Movement of vertebrae requires the PVMs to contract and work against the levers of an internal skeleton. Disuse or unweighting of the muscle-bone unit in immobilized individuals results in a dramatic loss of bone and muscle mass [12]. Muscular atrophy of extremities regularly occurs as a consequence of immobilization or disuse [27]. To avoid atrophy of supported back muscles, the use of spinal supports may need to be discontinued as soon as pain subsides [28]. Significant changes in muscle weight and fiber size are reported in the first week of immobilization. The patients with osteoporotic vertebral fractures are not able to move the spine causing disuse atrophy of the PVMs. Osteoporotic vertebral fractures also alter neuromuscular patterns in individuals who have sustained vertebral fracture compared to those who have no history of vertebral fracture, and this may be interpreted as one of the sequelae of vertebral fractures [29]. Our study showed that ADL decline (bedridden or nearly bedridden) for 3 months was associated with PVM decrease. However, ADL decline at the 6-month follow-up was not associated with PVM decrease. The reason might be that the patients with poor ADLs at the 6-month follow-up had poorer ADLs before injury, which might be linked to less change. On the other hand, patients who were admitted to the hospital had reduced risk for PVM decrease. This might indicate that rehabilitation prevented disuse atrophy despite immobilization by brace treatment for 3 months.

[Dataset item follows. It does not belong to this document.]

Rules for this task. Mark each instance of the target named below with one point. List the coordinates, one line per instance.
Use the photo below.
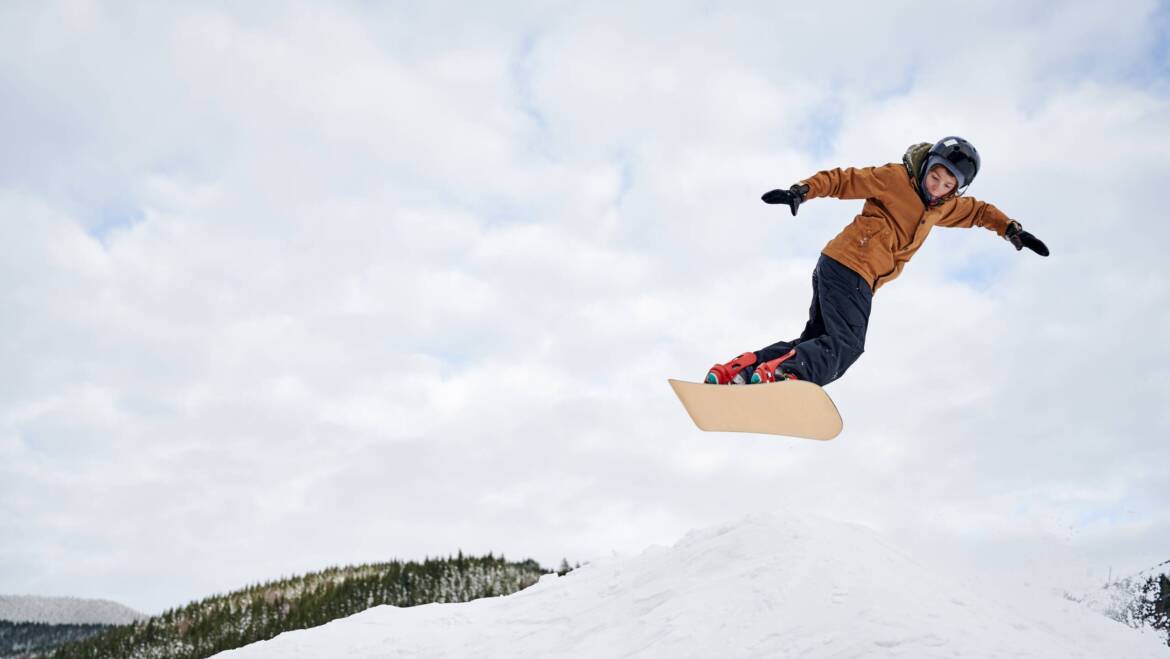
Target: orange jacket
(894, 221)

There are several limitations in this study. First, we did not check the other risk factors including low levels of vitamin D associated with high levels of parathyroid hormone, low levels of anabolic hormones in men and menopause in women, malnutrition, and frailty [22]. These factors could be at a higher risk for PVM reduction. Second, this study did not include controls who had no osteoporotic vertebral fractures. It was unclear that PVM decrease was dependent on aging or osteoporotic vertebral fractures. Third, nerve root compression was one of the risk factors for fat infiltration, but radiculopathy was not assessed. Finally, a prior episode of LBP was not assessed in this study. If chronic LBP was present, the course of LBP after osteoporotic vertebral fractures might be influenced by the other causes.

In conclusion, the FSF significantly increased for 6 months after osteoporotic vertebral fracture injury. ADL decline at the 3-month follow-up was a risk factor for PVM decline. LBP at the 6-month follow-up was higher in patients with PVM decline. Another treatment strategy should be considered in patients with ADL decline at the 3-month follow-up.